Defending Against DDoS Attacks

Distributed denial of service (DDoS) attacks targeting the DNS increase in volume every year. The DNS is a mission critical network service and organizations, particularly service providers, cannot afford to have their customers down or their internet servers unavailable.   The impact of today’s DNS DDoS attacks includes lost revenues, lost customers and brand damage.  Defending against DDoS attacks that target the DNS requires a highly available, attack-resistance DNS infrastructure.

Types of DNS DDoS Attacks

There are many different types of DNS DDoS attacks, but the most common that are specific to the DNS include:

  • Direct floods
  • Reflected, amplified floods
  • DNS application attacks

Direct Floods

This type of attack occurs when a large number of bots make more requests of the DNS server than it can handle. This causes the DNS server to drop inbound DNS requests (in the case of UDP), or refuse to establish new connections (in the case of TCP), thus achieving a denial-of-service condition for legitimate users.

Reflected, Amplified Floods

Reflected floods send specially crafted queries to other DNS servers on the internet with a victim’s spoofed source IP address. The victim receives a barrage of query responses that can overwhelm the server. In the case of a reflected, amplified flood, the queries are crafted so that the response is much larger then the query, resulting in a torrent  of large DNS responses being sent to the victim, usually with the goal of consuming available network bandwidth and making the victim unreachable.

DNS Application Attacks

This type of attack attempts to exhaust some critical internal resource by sending carefully constructed queries to the victim. A Pseudo Random Subdomain (PRSD) attack is one example of a DNS application attack. In this attack, the victim is sent queries for a fictitious subdomain of a valid internet domain. First the authoritative servers go offline and then the resolvers spend considerable CPU and network resources to query and retry each of the authoritative servers for the valid domain. Some resolvers run out of CPU or network resources and are forced to drop incoming queries, causing a denial-of-service.

Defending Against DDoS Attacks

Organizations have historically used firewalls, routers, security devices such as IPS systems or dedicated DDoS mitigation equipment for DDoS attack defense. But these solutions add cost, complexity and latency to the network and are only partially successful. Defending against DDoS attacks that target the DNS should be done with a self-protecting server that can find and mitigate the attacks themselves INSIDE of the DNS.

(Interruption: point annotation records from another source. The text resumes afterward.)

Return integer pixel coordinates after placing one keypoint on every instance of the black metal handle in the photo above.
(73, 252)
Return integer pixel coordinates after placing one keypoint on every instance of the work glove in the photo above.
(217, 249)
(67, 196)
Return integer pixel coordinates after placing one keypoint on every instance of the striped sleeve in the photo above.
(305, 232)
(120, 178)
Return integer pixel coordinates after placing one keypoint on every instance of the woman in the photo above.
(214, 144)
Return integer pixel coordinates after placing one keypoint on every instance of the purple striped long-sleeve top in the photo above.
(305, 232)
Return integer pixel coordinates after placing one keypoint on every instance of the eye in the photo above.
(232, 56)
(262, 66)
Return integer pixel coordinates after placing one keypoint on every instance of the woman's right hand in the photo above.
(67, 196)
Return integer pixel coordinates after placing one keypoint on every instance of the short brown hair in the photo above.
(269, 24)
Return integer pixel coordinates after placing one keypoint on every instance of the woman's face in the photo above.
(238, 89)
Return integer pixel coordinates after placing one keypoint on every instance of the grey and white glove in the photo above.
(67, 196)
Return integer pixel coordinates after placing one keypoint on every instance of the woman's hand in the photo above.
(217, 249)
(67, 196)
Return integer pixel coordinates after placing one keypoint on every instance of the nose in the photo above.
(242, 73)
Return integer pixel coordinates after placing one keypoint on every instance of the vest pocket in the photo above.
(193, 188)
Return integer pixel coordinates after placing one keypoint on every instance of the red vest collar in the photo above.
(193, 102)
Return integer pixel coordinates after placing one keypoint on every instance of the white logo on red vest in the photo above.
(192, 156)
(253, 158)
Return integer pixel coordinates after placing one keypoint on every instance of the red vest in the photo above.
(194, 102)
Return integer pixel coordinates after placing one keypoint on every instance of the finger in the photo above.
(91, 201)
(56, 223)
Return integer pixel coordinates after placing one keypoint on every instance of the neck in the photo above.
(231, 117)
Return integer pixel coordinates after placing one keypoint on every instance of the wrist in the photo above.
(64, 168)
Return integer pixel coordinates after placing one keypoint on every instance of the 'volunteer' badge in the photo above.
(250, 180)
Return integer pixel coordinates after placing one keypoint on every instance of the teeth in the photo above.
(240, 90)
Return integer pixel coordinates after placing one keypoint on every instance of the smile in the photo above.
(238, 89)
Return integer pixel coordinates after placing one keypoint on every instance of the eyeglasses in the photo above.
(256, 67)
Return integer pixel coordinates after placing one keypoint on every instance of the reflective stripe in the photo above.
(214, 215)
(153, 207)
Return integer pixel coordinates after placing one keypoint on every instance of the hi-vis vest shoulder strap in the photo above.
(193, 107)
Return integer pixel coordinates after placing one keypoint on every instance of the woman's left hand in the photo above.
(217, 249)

Self-protecting DNS servers

Secure64® DNS Authority and Secure64® DNS Cache are authoritative and caching servers that are purpose-built for security, non- BIND based, and which protect themselves from high volume DNS DDoS attacks. The servers identify and block attack traffic while continuing to respond to DNS queries from legitimate resources. They use six levels of protection against DNS DDoS attacks.

The graph below shows the six levels of protection against DNS DDoS attacks found in Secure64 DNS Authority and DNS Cache. To learn more about it, download the Secure64 white paper, “Surviving DNS DDoS Attacks”.  To learn more about Secure64 DNS Authority, click here; to learn more about Secure64 DNS Cache, click here.

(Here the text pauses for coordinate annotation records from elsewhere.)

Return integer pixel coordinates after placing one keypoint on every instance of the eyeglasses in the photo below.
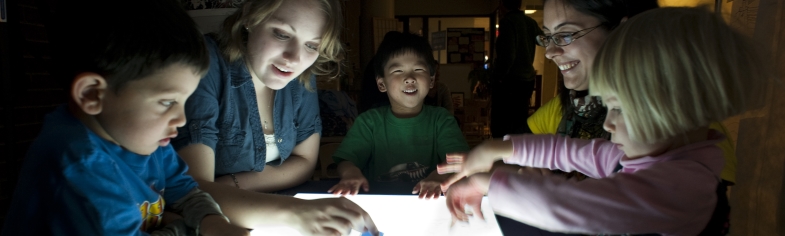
(563, 39)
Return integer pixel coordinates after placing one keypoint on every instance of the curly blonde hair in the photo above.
(232, 38)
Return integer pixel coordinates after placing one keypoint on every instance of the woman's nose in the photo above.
(608, 125)
(292, 54)
(552, 51)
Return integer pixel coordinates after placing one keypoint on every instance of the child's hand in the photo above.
(217, 225)
(330, 216)
(468, 191)
(428, 188)
(350, 185)
(479, 159)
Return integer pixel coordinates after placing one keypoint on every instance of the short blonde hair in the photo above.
(675, 69)
(233, 38)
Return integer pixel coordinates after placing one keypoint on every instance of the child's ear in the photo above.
(88, 91)
(380, 84)
(246, 10)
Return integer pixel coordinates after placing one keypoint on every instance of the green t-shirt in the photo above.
(387, 148)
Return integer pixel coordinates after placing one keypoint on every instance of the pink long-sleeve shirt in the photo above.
(671, 194)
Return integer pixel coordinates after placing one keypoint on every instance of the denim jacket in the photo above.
(223, 114)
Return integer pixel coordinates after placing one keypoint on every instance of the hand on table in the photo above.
(218, 225)
(350, 185)
(468, 191)
(479, 159)
(331, 216)
(428, 188)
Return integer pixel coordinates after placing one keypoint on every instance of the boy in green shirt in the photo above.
(405, 140)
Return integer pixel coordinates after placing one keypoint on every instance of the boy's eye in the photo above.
(168, 103)
(280, 35)
(312, 47)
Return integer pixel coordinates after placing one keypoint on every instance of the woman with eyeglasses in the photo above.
(574, 31)
(662, 91)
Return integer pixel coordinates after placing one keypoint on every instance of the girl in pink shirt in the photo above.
(672, 71)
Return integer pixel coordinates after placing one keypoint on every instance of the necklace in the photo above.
(269, 105)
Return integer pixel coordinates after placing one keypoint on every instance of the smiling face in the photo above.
(407, 82)
(287, 44)
(145, 113)
(617, 126)
(574, 60)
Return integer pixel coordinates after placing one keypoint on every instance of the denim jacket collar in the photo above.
(239, 73)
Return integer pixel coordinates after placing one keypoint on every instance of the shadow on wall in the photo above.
(210, 4)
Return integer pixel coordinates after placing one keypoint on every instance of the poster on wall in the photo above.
(210, 4)
(465, 45)
(3, 12)
(437, 40)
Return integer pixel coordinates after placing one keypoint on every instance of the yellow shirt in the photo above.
(546, 121)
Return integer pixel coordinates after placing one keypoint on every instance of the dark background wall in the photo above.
(27, 91)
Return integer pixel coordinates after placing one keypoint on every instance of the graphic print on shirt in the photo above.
(407, 172)
(152, 213)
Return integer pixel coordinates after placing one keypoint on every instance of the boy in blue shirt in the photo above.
(102, 164)
(403, 141)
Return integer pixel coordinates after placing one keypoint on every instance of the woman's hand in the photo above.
(468, 191)
(479, 159)
(350, 185)
(217, 225)
(430, 187)
(331, 216)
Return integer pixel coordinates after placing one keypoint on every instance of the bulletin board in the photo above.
(465, 45)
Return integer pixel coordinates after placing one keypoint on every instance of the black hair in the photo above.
(396, 44)
(124, 41)
(609, 13)
(512, 4)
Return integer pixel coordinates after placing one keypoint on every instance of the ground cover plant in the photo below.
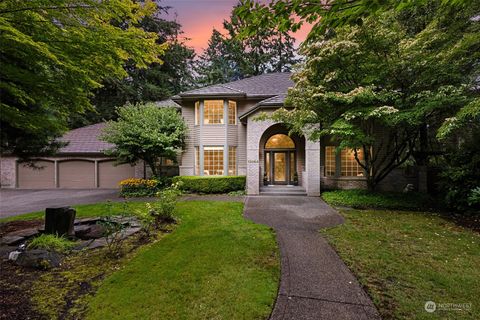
(211, 184)
(363, 199)
(404, 259)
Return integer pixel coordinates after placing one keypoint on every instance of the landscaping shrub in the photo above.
(135, 187)
(220, 184)
(363, 199)
(51, 242)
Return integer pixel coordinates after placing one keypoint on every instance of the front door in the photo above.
(279, 167)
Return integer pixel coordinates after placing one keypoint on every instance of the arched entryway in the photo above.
(280, 160)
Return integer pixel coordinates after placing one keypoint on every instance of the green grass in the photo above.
(407, 258)
(215, 265)
(51, 242)
(363, 199)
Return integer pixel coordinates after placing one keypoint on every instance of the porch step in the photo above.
(282, 191)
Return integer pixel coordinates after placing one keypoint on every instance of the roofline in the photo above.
(258, 107)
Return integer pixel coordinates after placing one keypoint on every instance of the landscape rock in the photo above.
(39, 259)
(11, 240)
(87, 232)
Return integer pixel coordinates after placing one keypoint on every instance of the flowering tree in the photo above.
(383, 86)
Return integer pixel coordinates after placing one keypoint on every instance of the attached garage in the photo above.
(110, 175)
(81, 164)
(39, 176)
(76, 174)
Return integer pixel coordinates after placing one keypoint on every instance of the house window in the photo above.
(232, 161)
(330, 161)
(197, 113)
(197, 161)
(232, 112)
(280, 141)
(213, 161)
(349, 165)
(213, 112)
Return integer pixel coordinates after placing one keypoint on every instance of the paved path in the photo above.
(16, 201)
(315, 283)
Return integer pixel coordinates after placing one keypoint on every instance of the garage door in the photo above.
(109, 175)
(42, 176)
(76, 174)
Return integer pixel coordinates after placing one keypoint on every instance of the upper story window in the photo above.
(280, 141)
(197, 113)
(213, 112)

The Six Levels of Protection Against DNS DDoS Attacks in Secure64 Servers

The IoT Drives DNS DDoS Attacks

The Internet of Things (IoT) is the long-awaited linking of smart devices to the internet so that they can send and receive data.  Unfortunately, the IoT was built with virtually no security, which enables cyber criminals to utilize IoT devices to participate in massive DNS DDoS attacks. The firmware of the devices  is small, so adding security to it is a challenge.